Studies have suggested a pathogenic role for innate immunity in lupus. Plasmacytoid dendritic cells and
monocytes (MO) of innate immunity recognize ssRNA of the self antigen U1-small nuclear ribonucleoprotein
(U1-snRNP) and dsDNA via TLRs 7/8 and 9, respectively, leading to the production of IFN-a, IL-1ß and IL-18
which are linked to lupus pathogenesis and clinical manifestations. Regulated cell death can occur in distinct
forms including pyroptosis and necroptosis. Pyroptosis and necroptosis cause inflammation by releasing
inflammatory molecules such as cytokines, chemokines, and damage-associated molecular patterns (DAMPs).
Pyroptosis is induced by the activation of the caspase-1-containing inflammasomes that cleave pro-IL-1ß and -
IL18 into IL-1ß and IL-18, as well as gasdermin D (GASDMD) into the active form gasdermin D amino-terminal
fragment (GASDMDN), the essential molecule for membrane pore formation in pyroptosis. Necroptosis that
occurs independently of caspases is regulated by TNF-a, receptor-interacting protein kinases 1 and 3 (RIPK1
and RIPK3), and downstream substrate pseudokinase mixed-lineage kinase domain-like (MLKL), the critical
molecule for membrane disruption with the release of inflammatory molecules in necroptosis. RIPK3 and MLKL
can also activate the NLRP3 inflammasome with IL-1ß release, raising the possible interface of pyroptosis and
necroptosis. Studies, including our own, support the implication of the inflammasome activation, pyroptosis, and
necroptosis in lupus. We showed IL-1ß and IL-18 production from human MO exposed to lupus U1-snRNP/anti-
U1-snRNP antibody (Ab) or dsDNA/anti-dsDNA Ab immune complex (snRNP IC or dsDNA IC, also lupus IC
refers to both) through the NLRP3 inflammasome activation which is enhanced by the cytokine macrophage
migration inhibitory factor (MIF). However, there is a substantial scientific gap in our understanding of how
pyroptic and necroptic pathways become activated, interface, and synergize to promote inflammation in lupus at
molecular levels with contributing to unique clinical manifestations.

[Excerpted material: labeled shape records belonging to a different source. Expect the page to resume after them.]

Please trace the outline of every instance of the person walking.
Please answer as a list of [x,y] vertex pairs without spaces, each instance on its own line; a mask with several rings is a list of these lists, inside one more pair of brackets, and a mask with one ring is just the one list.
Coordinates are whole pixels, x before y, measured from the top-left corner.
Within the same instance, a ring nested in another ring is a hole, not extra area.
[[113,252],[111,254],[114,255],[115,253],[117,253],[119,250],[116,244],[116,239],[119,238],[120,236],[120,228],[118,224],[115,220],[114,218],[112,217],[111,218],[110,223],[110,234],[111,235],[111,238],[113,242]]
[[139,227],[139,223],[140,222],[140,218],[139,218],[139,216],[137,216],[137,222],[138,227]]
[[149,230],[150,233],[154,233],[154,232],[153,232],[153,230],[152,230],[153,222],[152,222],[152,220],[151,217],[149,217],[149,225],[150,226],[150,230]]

Thus, we will test the hypotheses that lupus
IC activate pyroptic and necroptic pathways in MO with synergistic interface in promoting inflammation and tissue
injury and that the activation of such pathways alters in lupus contributing to clinicopathologic manifestations.

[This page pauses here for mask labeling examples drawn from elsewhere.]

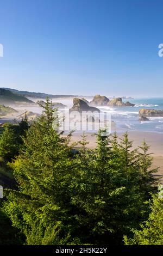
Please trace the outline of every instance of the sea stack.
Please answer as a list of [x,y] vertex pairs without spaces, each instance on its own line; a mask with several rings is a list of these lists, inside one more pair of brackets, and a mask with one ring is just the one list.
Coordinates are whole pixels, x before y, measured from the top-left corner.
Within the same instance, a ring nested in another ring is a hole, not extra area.
[[107,106],[109,99],[105,96],[101,96],[99,94],[97,94],[93,97],[93,99],[90,102],[91,106]]
[[78,111],[82,112],[82,111],[97,111],[100,112],[100,110],[98,108],[94,107],[90,107],[86,102],[83,100],[80,100],[78,98],[74,98],[73,100],[73,106],[70,109],[70,111]]

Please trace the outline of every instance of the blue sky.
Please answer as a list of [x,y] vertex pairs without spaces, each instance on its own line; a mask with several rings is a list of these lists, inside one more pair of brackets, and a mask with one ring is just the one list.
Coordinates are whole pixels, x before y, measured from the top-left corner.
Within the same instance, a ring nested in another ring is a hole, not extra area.
[[0,87],[163,96],[161,0],[0,0]]

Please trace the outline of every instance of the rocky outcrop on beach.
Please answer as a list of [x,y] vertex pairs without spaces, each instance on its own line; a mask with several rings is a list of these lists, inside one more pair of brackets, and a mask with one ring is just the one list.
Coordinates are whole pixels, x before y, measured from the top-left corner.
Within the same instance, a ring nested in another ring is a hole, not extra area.
[[94,96],[93,99],[90,102],[91,106],[107,106],[109,99],[105,96],[101,96],[99,94]]
[[100,111],[96,107],[90,107],[85,101],[80,99],[74,98],[73,100],[73,106],[70,109],[70,111],[78,111],[82,112],[82,111],[97,111],[99,112]]
[[123,102],[122,98],[117,97],[111,100],[108,103],[109,106],[114,107],[134,107],[135,104],[132,104],[129,101]]
[[45,102],[43,101],[43,100],[37,100],[36,103],[37,104],[39,104],[39,105],[40,105],[40,106],[44,106],[45,105]]
[[149,120],[144,115],[140,115],[139,118],[139,121],[144,122],[145,121],[149,121]]
[[140,109],[139,114],[140,116],[162,117],[163,117],[163,111],[142,108]]
[[88,105],[90,103],[90,102],[88,100],[86,100],[84,98],[82,98],[81,100],[83,100],[83,101],[84,101],[85,103],[86,103]]
[[26,117],[27,117],[28,119],[30,121],[33,119],[35,119],[37,117],[39,117],[40,115],[37,113],[34,113],[32,111],[26,111],[26,112],[23,114],[20,114],[17,117],[17,119],[21,119],[22,118],[24,118]]
[[17,111],[10,107],[0,105],[0,116],[5,116],[10,114],[16,113]]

The goal of the proposal is to address this hypothesis with: 1) Aim 1. Elucidate the mechanism and significance
of the activation and interface of pyroptic and necroptic molecules in lupus; 2) Aim 2. Elucidate the “functional”

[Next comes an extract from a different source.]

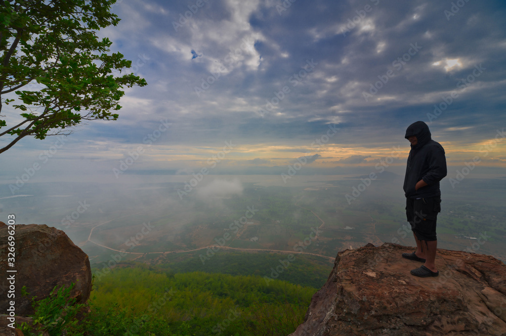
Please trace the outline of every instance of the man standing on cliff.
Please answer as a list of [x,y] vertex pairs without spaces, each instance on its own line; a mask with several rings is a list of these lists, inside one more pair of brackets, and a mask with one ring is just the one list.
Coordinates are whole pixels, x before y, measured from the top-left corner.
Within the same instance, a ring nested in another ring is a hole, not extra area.
[[411,270],[416,276],[439,274],[436,267],[436,220],[441,212],[439,181],[446,176],[444,149],[431,137],[429,126],[417,121],[408,127],[404,136],[411,142],[404,176],[406,215],[416,242],[416,251],[402,257],[425,263]]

alteration in monocytes that enhances pyroptosis- and necroptosis-mediated inflammation in lupus patients; and
3) Aim 3. Elucidate the role of macrophage migration inhibitory factor in promoting inflammation in lupus via
regulating pyroptic and necroptic molecules. Our study would be highly informative in understanding lupus
pathogenesis as well as in developing new approaches in evaluating and treating lupus patients.